Según los cálculos de la Campaña Ropa Limpia de Setem, si partimos de una hipotética prenda vendida por 29 euros, la venta al por menor se lleva el mayor margen: 17 euros, es decir, un 59%. Le sigue el beneficio de la marca (3,6 euros), los gastos de los materiales (3,40 euros), los gastos de transporte (2,19 euros) y los intermediarios (1,2 euros). Los beneficios de la fábrica proveedora en algún país del Sudeste asiático suponen 1,15 euros (el 4%) y, para los salarios de los trabajadores, quedan apenas 18 céntimos: un 0,6% de los 29 euros que figuran en la etiqueta de la camiseta que se vende en un vistoso escaparate de, pongamos por caso, la Gran Vía madrileña.
Mientras Amancio Ortega es encumbrado a los primeros puestos de la lista Forbes de los hombres más ricos del mundo, con una fortuna de 66.000 millones de euros, las empleadas de Bangladesh que cosen las prendas que comercializa Zara cobran salarios de 50 euros mensuales por jornadas de sol a sol. ¿Alguien se acuerda de lo que era la plusvalía?

El derrumbe del edificio Rana Plaza, en Bangladesh, el 24 de abril de 2013, le mostró al mundo el rostro más perverso de este modelo. Murieron 1.129 personas, debido a las precarias condiciones de seguridad e higiene en las que trabajaban, y que siguen siendo la norma y provocando accidentes en medio mundo. Muchas veces, estas trabajadoras —porque son mayoritariamente mujeres— trabajan hacinadas e incluso encerradas, en condiciones análogas a la esclavitud. 

La deslocalización y tercerización de la producción tiene otro ángulo perverso: la responsabilidad se diluye. Las grandes marcas, como Inditex, argumentan que no pueden fiscalizar a todos sus proveedores, aunque sí se benefician de sus bajísimos costos de producción. Además, el problema es estructural: si las trabajadoras del Sudeste asiático o Marruecos logran mejoras salariales, la producción tenderá a trasladarse a países donde las legislaciones laborales y ambientales sean más laxas, como de hecho ya están migrando a países africanos, como Etiopía y Sudáfrica. Como las grandes marcas no poseen talleres, sino que subcontratan a empresarios locales, pueden trasladar su producción de un país a otro con gran facilidad, siempre a la búsqueda de costes laborales más competitivos.

Mientras, los países del Sur se ven obligados a entrar en esa competición por los sueldos más bajos, que no les permiten salir de la miseria pero que siempre serán, se dice, mejor que el desempleo. De un lado, una multiplicidad de talleres semiclandestinos y trabajadores sobreexplotados; al otro extremo de la cadena, los consumidores. En medio, un grupo cada vez más reducido de grandes grupos transnacionales que controlan la distribución y comercialización de la ropa, expulsando del mercado y de las principales calles de tiendas a aquellas cadenas más pequeñas y destruyendo el pequeño comercio por no poder competir con estos gigantes.

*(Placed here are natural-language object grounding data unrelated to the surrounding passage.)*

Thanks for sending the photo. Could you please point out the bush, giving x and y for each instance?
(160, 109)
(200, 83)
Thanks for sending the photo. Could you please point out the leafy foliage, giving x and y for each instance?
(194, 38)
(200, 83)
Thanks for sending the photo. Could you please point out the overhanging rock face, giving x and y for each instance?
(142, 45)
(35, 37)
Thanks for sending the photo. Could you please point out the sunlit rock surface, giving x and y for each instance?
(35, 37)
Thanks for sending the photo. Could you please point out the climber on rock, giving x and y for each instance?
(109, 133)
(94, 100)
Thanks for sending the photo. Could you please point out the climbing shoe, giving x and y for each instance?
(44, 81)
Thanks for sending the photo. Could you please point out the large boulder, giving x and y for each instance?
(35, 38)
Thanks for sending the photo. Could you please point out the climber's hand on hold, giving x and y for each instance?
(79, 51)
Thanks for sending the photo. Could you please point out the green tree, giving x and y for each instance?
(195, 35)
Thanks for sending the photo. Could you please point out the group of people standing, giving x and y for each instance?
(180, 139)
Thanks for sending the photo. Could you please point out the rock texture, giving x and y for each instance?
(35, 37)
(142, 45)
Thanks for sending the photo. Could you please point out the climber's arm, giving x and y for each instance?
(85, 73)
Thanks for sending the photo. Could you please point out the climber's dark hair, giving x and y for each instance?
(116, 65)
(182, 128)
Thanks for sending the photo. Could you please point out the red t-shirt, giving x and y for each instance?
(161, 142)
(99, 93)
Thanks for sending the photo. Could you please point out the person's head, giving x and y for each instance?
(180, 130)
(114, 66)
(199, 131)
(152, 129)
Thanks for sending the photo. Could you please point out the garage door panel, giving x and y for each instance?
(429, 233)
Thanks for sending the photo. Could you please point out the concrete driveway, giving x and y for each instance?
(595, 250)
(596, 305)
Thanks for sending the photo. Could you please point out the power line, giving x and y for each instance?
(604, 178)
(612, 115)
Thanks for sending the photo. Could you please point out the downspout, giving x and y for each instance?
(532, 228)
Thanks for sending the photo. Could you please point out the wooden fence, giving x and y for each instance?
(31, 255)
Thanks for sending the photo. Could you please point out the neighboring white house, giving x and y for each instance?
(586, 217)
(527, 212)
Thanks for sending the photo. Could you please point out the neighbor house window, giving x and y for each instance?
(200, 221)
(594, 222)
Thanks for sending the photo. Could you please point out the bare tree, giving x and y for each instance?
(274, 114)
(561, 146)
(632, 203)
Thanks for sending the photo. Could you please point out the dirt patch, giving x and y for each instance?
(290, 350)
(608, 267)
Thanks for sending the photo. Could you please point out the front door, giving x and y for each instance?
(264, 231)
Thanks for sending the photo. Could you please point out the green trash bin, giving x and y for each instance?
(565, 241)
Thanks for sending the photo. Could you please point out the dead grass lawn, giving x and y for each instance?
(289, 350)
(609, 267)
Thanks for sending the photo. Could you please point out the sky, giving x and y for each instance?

Es lo que se ha venido a llamar la teoría del embudo, que da el poder de imponer sus reglas a los distribuidores

La ropa es mucho más que un elemento para satisfacer la necesidad de abrigo. En una sociedad de consumo, donde tanto tienes, tanto vales, la indumentaria aporta, en gran medida, nuestra identidad. Los vaivenes de la moda incitan al consumismo, a la compra de nuevas prendas, porque las de la temporada pasada no sirven aunque estén como nuevas: es lo que se ha venido en llamar obsolescencia percibida, que se combina con la obsolescencia programada, es decir, la fabricación de prendas cada vez menos duraderas.

Además, las empresas del fast fashion, como el holding gallego, han sido abanderadas de un modelo de belleza inalcanzable y frustrante. Por la omnipresencia de las marcas de moda en los medios de comunicación y en las calles, las empresas del sector están determinando, en gran medida, los contenidos simbólicos que recibimos, y que impactan de forma muy particular sobre las mujeres. Motivos no faltan para buscar alternativas más justas y sostenibles al emporio de Amancio Ortega.